Then, the latent creative ambitions in Evidentemente comieron chocolate suizo, all the resources used to create this chaotic world plagued with absurdity and irony, are evidence of a prodigal creative maturity. In the nature of the staging -markedly theatrical-, in the dynamics of the characters' actions, in the dialogue between image and music (Amaury Pérez leads with two of his songs throughout the film) there is a very essential perception of that which we could call Cubanness that has escaped the excessive realism of our cinema.

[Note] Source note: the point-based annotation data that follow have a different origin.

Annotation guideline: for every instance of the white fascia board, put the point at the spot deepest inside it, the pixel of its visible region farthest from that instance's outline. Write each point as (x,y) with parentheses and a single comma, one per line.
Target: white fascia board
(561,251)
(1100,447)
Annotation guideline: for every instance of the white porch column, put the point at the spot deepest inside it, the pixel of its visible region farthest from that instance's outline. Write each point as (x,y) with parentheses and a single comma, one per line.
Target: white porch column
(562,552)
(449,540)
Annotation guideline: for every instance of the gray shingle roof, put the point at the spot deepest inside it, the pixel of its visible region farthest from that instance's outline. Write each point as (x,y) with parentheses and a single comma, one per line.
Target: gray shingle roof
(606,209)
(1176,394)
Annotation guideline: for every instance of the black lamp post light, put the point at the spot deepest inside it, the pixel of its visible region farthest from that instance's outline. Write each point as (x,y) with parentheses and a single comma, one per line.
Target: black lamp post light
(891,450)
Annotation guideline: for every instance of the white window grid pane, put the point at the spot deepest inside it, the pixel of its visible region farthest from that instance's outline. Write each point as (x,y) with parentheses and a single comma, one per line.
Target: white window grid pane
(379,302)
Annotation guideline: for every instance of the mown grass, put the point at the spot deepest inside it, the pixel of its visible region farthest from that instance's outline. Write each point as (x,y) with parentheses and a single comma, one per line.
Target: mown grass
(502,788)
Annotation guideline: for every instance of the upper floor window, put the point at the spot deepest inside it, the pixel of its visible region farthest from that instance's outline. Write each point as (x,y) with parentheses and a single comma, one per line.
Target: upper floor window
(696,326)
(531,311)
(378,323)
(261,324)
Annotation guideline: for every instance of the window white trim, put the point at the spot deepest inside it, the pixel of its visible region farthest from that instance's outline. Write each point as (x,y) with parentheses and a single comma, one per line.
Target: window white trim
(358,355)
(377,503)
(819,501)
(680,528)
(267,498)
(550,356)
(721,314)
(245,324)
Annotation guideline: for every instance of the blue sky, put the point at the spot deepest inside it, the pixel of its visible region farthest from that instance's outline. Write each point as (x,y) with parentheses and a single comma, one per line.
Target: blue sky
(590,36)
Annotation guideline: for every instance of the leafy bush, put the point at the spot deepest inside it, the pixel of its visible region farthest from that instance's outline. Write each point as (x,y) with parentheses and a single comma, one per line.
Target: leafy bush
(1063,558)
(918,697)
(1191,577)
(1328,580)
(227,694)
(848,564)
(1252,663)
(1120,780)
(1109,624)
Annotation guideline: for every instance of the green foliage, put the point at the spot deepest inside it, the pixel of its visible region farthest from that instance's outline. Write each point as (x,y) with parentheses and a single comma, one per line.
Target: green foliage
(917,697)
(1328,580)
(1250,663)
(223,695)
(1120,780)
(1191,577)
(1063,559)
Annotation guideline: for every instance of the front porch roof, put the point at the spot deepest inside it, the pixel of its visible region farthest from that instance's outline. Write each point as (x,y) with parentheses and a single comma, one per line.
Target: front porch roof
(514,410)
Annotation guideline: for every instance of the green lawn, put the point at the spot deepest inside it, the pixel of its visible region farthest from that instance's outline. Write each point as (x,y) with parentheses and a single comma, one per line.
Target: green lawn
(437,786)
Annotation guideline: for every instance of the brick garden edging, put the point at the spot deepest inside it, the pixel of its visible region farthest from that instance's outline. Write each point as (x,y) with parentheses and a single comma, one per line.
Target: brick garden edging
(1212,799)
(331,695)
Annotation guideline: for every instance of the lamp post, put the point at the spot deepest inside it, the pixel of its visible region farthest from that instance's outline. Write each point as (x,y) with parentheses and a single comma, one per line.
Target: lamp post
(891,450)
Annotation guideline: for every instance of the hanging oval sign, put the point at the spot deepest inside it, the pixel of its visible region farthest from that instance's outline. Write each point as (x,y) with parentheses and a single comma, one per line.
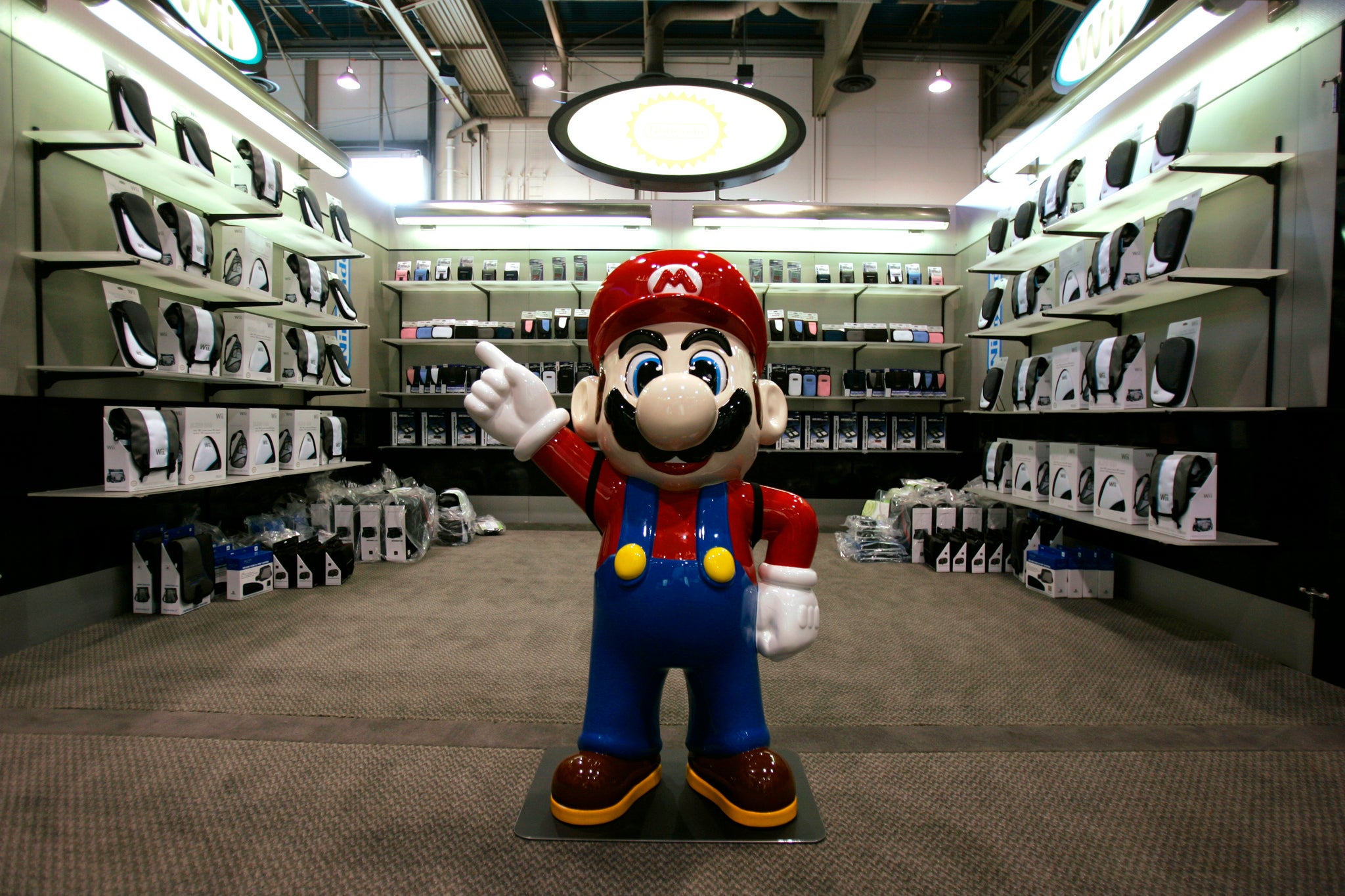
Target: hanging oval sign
(223,27)
(677,135)
(1101,33)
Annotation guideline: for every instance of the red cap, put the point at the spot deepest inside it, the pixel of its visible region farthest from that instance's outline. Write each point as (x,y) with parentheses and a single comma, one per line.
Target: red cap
(677,285)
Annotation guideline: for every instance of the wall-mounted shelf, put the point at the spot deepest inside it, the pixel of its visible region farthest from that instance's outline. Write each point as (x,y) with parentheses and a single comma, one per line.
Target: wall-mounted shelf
(1036,250)
(211,293)
(1146,410)
(97,490)
(1222,540)
(57,372)
(1151,293)
(1146,198)
(165,175)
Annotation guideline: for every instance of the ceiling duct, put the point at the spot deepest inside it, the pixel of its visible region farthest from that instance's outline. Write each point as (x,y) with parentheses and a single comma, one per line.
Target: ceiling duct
(854,78)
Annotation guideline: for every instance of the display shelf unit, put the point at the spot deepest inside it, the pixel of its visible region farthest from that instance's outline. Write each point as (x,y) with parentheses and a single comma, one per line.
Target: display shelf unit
(1176,286)
(164,175)
(53,373)
(97,490)
(210,293)
(1207,172)
(1222,540)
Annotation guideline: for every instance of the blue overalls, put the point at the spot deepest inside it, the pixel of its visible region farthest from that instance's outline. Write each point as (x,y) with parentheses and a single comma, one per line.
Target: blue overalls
(673,614)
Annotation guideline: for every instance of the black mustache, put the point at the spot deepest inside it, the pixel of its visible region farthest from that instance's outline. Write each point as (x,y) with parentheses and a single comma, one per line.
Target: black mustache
(728,431)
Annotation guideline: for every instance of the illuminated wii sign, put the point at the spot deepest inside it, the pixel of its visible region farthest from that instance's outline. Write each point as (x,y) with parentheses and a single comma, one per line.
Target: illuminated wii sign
(1099,34)
(678,135)
(223,27)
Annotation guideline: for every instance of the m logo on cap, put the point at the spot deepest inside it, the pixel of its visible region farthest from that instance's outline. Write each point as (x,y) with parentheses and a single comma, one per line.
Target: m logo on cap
(676,278)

Moreover, without the need to point it out in its plot, this film, as well as La ballena es buena, was able to grasp the sensibility of an era whose model of society was in full decadence, shaken by forceful historical events. In both works, in order to understand their true relevance, the beauty and expressiveness of the photography should still be noted; the precise elaboration of the shots, both in their external and internal composition. Certainly, the dynamic between the action of the characters and the photography/montage duet is of extraordinary intrepidity in each of the films.

In the end, Marzel's entire filmography is marked by a spirit of transgression that baffles the viewer even today. This director's passion for moving images grafted in Cuba a rethinking of cinema itself. It was not understood...

A Norman McLaren, Evidentemente comieron chocolate suizo and La ballena es buena, and the rest of Marzel's films, at the time, were a cry for creative freedom. But that freedom did not reside only in the irreverent character with which the expressive repertoire was instrumented, nor in the playful principle that supports the structure of the story. That freedom was found where the poetics forged by the director was impenetrable to political power; the images of Marzel's work could not be capitalized by the ideological entrenchment of any era.

By rescuing Marzel's work, the INSTAR Film Festival leaves a lesson: as long as the technological, industrial, political, productive or nationalist paradigms dictated by the norm to write History are privileged, the aesthetic power of this creator, the door that his work opened for Cuban cinema to expand beyond itself, and the real complexity that this same cinema has experienced over time, will never be noticed with certainty.